To develop a molecular strategy of increasing cytotoxicity of chronically hypoxic cells by inhibiting Glucose Regulated Protein 78 kDal (GRP78) induction.


A mutant nonGRP78 inducing cell line (78WO) was developed from its parent (DG44) by overexpressing antisense GRP78 mRNA. Following exposure to varying durations of hypoxia, Northern and Western blot analysis were used to characterize the amount of GRP78 expression both at the RNA and protein level. Hypoxia was achieved by placing cells in specially designed hypoxic chambers which were subjected to successive rounds of evacuation and flushing with 95% CO2/N2 to reduce the oxygen in the environment to 0.02% oxygen. After treatment with hypoxia, cells were assayed for colony forming ability.

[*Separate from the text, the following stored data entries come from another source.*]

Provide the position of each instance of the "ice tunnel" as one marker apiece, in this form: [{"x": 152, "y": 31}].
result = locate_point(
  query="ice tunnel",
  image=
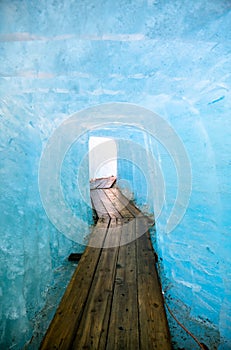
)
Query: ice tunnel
[{"x": 153, "y": 76}]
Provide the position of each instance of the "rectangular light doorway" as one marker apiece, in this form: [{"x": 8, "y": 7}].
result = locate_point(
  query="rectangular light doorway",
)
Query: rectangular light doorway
[{"x": 102, "y": 157}]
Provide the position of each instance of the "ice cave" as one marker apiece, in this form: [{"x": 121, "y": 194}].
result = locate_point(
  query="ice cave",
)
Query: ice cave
[{"x": 146, "y": 84}]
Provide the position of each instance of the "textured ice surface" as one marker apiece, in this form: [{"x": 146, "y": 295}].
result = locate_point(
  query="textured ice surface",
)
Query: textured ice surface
[{"x": 172, "y": 57}]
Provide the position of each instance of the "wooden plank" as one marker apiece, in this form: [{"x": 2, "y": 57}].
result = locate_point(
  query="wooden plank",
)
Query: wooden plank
[
  {"x": 98, "y": 204},
  {"x": 102, "y": 183},
  {"x": 61, "y": 331},
  {"x": 154, "y": 333},
  {"x": 92, "y": 332},
  {"x": 124, "y": 212},
  {"x": 130, "y": 206},
  {"x": 123, "y": 327},
  {"x": 112, "y": 211}
]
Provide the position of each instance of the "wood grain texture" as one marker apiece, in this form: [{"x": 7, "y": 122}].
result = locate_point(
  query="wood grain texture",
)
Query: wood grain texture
[{"x": 114, "y": 299}]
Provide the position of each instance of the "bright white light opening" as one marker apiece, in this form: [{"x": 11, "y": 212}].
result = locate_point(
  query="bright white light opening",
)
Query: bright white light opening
[{"x": 102, "y": 157}]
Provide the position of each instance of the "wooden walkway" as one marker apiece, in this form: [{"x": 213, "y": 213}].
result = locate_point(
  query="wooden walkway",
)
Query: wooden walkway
[{"x": 114, "y": 299}]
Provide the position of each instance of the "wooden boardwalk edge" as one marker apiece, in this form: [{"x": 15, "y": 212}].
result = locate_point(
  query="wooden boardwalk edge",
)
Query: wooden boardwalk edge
[{"x": 114, "y": 298}]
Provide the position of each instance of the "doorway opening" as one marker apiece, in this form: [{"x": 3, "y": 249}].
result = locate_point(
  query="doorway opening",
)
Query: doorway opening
[{"x": 102, "y": 157}]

GRP78 mRNA and protein induction following exposure to hypoxia was 3-4 fold lower in the 78WO cell line than in the parental DG44 cell line. Furthermore, it was observed that there was no difference in the cytotoxicity of 78WO and DG44 cells after 10 h of hypoxia. However, after 15 h of hypoxia, the survival of 78WO cells decreased by 1 log and after 20 h of hypoxia, the survival of 78WO decreased by another log.


These results show that stress protein induction is important for cellular survival to chronic hypoxia and that inhibition of GRP78 induction may represent a novel therapeutic strategy by selectively sensitizing chronically hypoxic cells within solid tumors.